Until now, it was believed that monkey immunodeficiency virus is a relatively young virus with an age of no more than a few hundred years. In order to more accurately establish its origin, the authors of the study carried out a genetic analysis of samples of the virus found in different populations of monkeys on the African continent.

“The biology and geography of monkey immunodeficiency virus is such that it is found everywhere from the Atlantic to the Indian Ocean. It takes many millennia for the virus to spread over such a vast area,”said lead author Preston Marx of Tulane University in the US.

Moreover, DNA analysis of monkeys living in isolation from their counterparts on the island of Bioko for 10 thousand years has shown that the evolution of various modifications of this virus has been going on for at least 32-75 thousand years. The absence of other isolated populations of monkeys does not allow scientists to establish the more ancient "roots" of this virus, but the authors of the article suggest that, most likely, the monkey immunodeficiency virus first appeared more than a million years ago.

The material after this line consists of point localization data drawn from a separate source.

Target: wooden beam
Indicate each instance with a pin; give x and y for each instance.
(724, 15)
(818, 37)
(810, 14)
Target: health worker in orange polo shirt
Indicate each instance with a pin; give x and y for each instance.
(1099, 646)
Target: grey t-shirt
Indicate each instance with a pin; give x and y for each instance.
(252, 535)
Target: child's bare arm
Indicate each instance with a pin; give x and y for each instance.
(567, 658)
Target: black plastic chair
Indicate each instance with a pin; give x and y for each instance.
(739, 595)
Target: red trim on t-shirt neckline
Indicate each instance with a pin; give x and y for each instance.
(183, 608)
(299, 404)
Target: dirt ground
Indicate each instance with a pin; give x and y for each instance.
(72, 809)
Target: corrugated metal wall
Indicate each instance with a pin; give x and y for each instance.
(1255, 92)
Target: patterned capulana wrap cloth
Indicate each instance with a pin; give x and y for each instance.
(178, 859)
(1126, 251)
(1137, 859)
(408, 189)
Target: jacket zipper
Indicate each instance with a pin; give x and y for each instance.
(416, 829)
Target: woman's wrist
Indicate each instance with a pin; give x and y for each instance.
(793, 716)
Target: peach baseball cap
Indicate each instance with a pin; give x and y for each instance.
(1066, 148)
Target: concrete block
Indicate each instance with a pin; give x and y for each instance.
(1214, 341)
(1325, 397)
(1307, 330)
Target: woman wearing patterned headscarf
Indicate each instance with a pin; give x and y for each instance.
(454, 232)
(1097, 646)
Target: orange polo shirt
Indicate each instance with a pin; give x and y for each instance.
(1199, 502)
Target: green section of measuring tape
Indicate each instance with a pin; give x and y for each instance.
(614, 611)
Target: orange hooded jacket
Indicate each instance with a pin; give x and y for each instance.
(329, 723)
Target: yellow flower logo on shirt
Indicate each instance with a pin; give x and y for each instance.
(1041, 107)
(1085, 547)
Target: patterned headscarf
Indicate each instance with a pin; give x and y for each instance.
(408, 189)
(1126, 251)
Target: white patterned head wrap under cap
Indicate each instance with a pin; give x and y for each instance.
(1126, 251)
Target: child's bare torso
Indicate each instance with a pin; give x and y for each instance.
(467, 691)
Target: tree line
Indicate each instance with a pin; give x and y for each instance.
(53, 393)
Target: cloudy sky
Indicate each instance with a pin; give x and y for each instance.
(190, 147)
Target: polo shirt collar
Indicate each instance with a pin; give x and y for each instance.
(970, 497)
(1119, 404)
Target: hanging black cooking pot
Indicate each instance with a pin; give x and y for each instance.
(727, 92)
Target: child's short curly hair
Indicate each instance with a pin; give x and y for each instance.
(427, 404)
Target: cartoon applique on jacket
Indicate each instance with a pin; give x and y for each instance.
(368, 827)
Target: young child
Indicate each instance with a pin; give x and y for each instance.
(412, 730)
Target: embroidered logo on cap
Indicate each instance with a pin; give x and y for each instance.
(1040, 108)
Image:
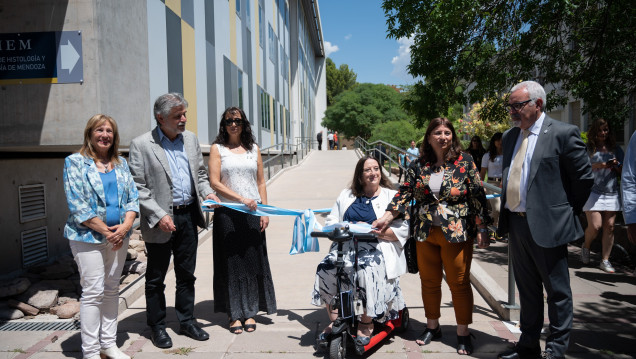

This discovery poses several questions for modern researchers of the human immunodeficiency virus.

Firstly, the monkey immunodeficiency virus, as well as the immunodeficiency viruses inherent in other animal species, are not pathogenic - animals can be their carriers and not suffer from reduced immunity. This suggests that HIV, if it really appeared quite recently, having transformed from the monkey immunodeficiency virus, still has a thousand-year evolutionary path to go before becoming harmless to humans.

On the other hand, the venerable age of the monkey immunodeficiency virus suggests that the prehistoric ancestors of humans, who lived side by side with these animals for many hundreds of millennia, were exposed to the virus for a long time. Why did HIV cause the AIDS epidemic only in the 20th century, and was not known until the middle of the last century?

“Something happened in the twentieth century that turned this relatively harmless monkey virus into something that has the ability to cause epidemics. We do not know what kind of event it was, but it should have taken place, concluded Marx.